Download the dataset [here](https://the-eye.eu/public/AI/pile/) and place the files in the `pile/` subdirectory.

## Train or download the embedding model

### Download the embedding model

You can download the pretrained embedding model from [HuggingFace](https://huggingface.co/socialfoundations/roberta-large-pile-lr2e-5-bs16-8gpu-1700000). Place the files in the directory `models/roberta-large-pile-lr2e-5-bs16-8gpu/checkpoint-1700000`.

### Alternatively, train the embedding model

To train the embedding model yourself, see `code/trainer_lm.py`. This is a standard HuggingFace training setup.
This code was used to produce the model checkpoint `checkpoint-1700000` in the `models` directory.
The model trained for approximately one month on 8 A100 GPUs, making one pass over the data.

Make sure to have the checkpoint `models/roberta-large-pile-lr2e-5-bs16-8gpu/checkpoint-1700000` before you proceed.

## Build or download the index

### Download the index

You can download the index files [here](https://edmond.mpdl.mpg.de/dataset.xhtml?persistentId=doi:10.17617/3.EJQGAK). The download size is approximately 800GB. Place the files in the directory `indexes/roberta-large`.

### Alternatively, build the index

To build the index yourself, use the code in `code/build_database.py` to build an index on top of the Pile dataset. This is a time consuming operation.  Specify `--data_file` to build index for given data file.

```
python3 code/build_database.py \
        --data_file pile/train/00.jsonl \
        --output_dir indexes/roberta-large
```

Make sure you have all index files in `indexes/roberta-large` before you proceed.

## Run the Pile server

The following command will launch a server with 6 replicas each serving one split of the data. This will append 6 ip addresses and ports to the file specified as `address_path`.

```
python3 code/pile_server.py \
        --address_path servers/addresses.txt \
        --data_file pile/train/00.jsonl \
        --num_servers 6
```

To serve from all Pile data files, start one server for each data file.
We recommend starting 30 servers with 6 replicas each, resulting in 180 instances running.

Make sure servers are up and running before launching evaluation.

## Use the Pile client

Use `code/pile_client.py` to query the server. Specify `--address_path` to indicate which servers to query. The client will query all servers it finds under the address path and query each. The client then builds a local nearest neighbors structure to find the nearest neighbors among all the retrieved results.

The client code can be used as a standalone client, but will also be called from the evaluation code.

## Run test-time training with nearest neighbors

To evaluate on GPTNeo with default parameters:

```
python3 code/eval_tttlm.py \
        --address_path servers/addresses.txt \
        --results_dir results/
```

To evaluate on GPT2:

```
python3 code/eval_tttlm.py \
        --model gpt2-large \
        --tokenizer gpt2-large \
        --embedding_model_checkpoint models/roberta-large-pile-lr2e-5-bs16-8gpu/checkpoint-1700000
        --max_length 1024 \
        --stride 1024 \
        --learning_rate 2e-5 \
        --address_path servers/addresses.txt \
        --results_dir results/
```

Replace `gpt2` with `gpt2-large` to evaluate on GPT2Large.
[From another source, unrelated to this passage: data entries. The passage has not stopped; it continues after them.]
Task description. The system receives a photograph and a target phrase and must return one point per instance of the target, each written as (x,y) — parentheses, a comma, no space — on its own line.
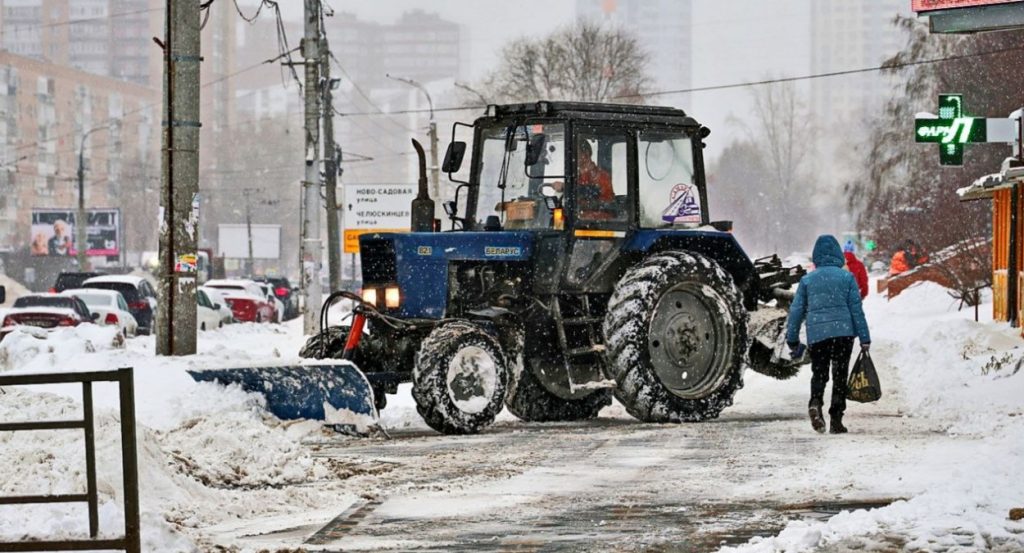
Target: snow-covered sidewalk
(940,366)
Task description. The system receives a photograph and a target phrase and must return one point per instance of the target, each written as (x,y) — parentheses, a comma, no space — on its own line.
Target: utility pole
(249,232)
(176,311)
(331,168)
(312,249)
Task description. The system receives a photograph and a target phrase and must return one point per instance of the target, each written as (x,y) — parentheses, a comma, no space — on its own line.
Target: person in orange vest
(898,263)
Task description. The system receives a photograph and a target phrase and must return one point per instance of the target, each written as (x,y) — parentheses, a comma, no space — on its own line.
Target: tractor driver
(595,194)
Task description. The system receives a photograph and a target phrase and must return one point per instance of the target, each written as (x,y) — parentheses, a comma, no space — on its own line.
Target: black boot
(817,421)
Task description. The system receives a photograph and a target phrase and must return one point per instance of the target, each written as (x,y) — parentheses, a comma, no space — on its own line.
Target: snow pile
(207,454)
(966,377)
(29,348)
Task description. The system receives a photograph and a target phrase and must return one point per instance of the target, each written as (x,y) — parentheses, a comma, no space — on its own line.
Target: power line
(18,28)
(150,105)
(884,67)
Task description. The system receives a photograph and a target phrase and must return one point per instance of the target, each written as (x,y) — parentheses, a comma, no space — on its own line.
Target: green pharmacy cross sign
(951,130)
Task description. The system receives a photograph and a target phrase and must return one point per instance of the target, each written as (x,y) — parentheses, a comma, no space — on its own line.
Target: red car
(46,311)
(247,300)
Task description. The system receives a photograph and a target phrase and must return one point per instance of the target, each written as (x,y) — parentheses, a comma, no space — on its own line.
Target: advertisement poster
(53,232)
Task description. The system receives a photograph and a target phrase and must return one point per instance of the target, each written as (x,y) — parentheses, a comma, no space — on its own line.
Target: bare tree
(779,134)
(901,192)
(586,61)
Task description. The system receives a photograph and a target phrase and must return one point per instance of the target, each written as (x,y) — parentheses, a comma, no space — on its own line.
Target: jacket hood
(827,253)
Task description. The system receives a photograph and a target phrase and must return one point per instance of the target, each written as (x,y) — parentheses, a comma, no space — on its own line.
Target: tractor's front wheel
(676,338)
(459,378)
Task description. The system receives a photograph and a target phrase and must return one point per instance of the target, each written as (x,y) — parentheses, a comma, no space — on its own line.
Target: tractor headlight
(392,297)
(370,296)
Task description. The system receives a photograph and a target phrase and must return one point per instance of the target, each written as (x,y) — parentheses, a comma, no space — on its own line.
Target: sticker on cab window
(496,251)
(684,205)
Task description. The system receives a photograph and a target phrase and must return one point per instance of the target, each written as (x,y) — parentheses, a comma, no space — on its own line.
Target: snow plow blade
(305,391)
(768,352)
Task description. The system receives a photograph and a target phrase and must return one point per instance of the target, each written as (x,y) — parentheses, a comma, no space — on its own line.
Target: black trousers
(832,354)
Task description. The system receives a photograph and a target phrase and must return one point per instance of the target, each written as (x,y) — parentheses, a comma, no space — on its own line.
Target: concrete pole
(176,310)
(249,231)
(331,167)
(312,250)
(81,219)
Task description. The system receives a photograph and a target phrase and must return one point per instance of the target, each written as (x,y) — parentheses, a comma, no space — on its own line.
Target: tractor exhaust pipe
(423,206)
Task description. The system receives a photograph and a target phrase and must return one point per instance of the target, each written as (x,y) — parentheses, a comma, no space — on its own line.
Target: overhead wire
(762,82)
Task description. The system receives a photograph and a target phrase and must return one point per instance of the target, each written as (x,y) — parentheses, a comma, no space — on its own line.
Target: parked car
(247,300)
(45,311)
(107,307)
(279,306)
(138,293)
(219,301)
(284,291)
(208,313)
(72,280)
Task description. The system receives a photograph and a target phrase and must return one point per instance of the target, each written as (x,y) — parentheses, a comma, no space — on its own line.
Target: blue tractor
(579,262)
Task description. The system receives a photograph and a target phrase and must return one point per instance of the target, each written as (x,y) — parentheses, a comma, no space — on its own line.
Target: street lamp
(434,168)
(81,240)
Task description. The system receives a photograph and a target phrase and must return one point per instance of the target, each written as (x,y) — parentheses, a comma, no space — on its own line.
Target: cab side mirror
(551,199)
(454,157)
(535,149)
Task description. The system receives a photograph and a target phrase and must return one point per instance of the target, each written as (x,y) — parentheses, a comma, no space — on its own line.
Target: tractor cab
(582,178)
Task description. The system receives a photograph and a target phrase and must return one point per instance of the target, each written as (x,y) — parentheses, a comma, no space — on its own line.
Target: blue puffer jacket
(827,298)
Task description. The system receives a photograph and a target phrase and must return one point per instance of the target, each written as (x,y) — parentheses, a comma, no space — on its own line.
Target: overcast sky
(733,41)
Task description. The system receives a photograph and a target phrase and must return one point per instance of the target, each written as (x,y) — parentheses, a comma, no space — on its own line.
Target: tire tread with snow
(627,328)
(431,388)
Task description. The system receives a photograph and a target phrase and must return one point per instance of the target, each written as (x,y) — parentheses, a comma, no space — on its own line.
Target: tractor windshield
(669,194)
(508,187)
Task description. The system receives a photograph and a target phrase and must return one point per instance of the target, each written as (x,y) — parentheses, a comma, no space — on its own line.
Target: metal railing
(129,463)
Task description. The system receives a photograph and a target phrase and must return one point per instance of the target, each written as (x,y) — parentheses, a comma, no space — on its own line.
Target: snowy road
(222,475)
(614,483)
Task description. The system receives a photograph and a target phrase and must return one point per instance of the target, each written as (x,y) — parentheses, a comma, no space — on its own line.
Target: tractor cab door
(598,201)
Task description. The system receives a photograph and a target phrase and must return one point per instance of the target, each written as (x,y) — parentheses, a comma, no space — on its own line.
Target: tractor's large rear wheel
(529,400)
(676,338)
(459,379)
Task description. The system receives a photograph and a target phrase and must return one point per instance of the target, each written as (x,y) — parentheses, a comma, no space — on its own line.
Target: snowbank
(966,377)
(207,453)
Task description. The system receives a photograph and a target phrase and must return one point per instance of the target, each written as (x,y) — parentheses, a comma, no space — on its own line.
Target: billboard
(232,241)
(933,5)
(53,231)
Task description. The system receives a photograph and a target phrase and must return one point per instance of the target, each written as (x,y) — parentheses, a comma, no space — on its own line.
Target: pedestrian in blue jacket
(829,301)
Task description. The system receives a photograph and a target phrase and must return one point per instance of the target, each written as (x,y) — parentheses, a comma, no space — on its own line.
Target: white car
(108,307)
(219,301)
(207,317)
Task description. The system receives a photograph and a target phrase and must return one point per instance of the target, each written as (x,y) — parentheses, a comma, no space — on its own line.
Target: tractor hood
(418,262)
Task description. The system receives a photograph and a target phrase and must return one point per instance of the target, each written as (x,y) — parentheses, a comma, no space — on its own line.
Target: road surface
(614,483)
Use `code/process_results.py` to merge results for distributed evaluation with multiple processes, aggregate statistics, and make plots.
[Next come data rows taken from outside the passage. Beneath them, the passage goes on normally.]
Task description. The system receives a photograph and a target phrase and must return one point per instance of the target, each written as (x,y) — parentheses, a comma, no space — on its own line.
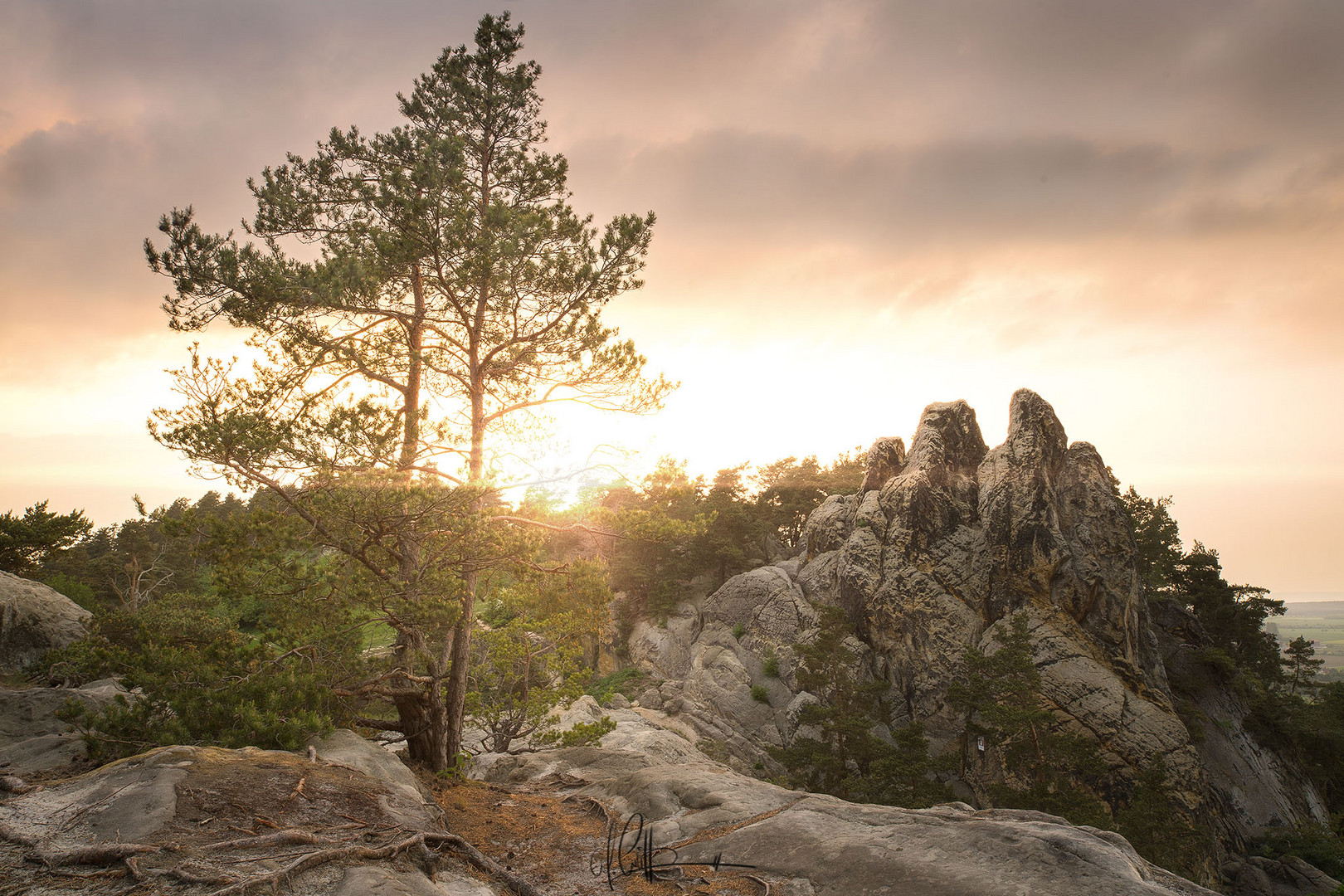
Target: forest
(238,633)
(416,301)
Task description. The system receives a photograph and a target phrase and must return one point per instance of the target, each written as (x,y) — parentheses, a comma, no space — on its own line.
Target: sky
(863,207)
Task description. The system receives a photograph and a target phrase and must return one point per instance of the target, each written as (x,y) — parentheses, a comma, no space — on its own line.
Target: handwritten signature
(631,850)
The evaluation code uses modified parts of the [`lm_evaluation-harness`](https://github.com/EleutherAI/lm-evaluation-harness) package by Eleuther-AI.
The folder ```lm_eval``` contains the modified parts (also ```lm_eval_interpolation``` for the interpolation baseline), as well as the unmodified parts to ensure compatibility.

## Run baselines

* See `code/baseline_context.py` for in-context baseline. Also `code/process_results_context.py`.
* See `code/baseline_interpolation.py` for interpolation baseline. Also `code/process_results_interpolation.py`.
* Run `code/eval_tttlm.py` with option `--dynamic_eval` for dynamic evaluation baseline.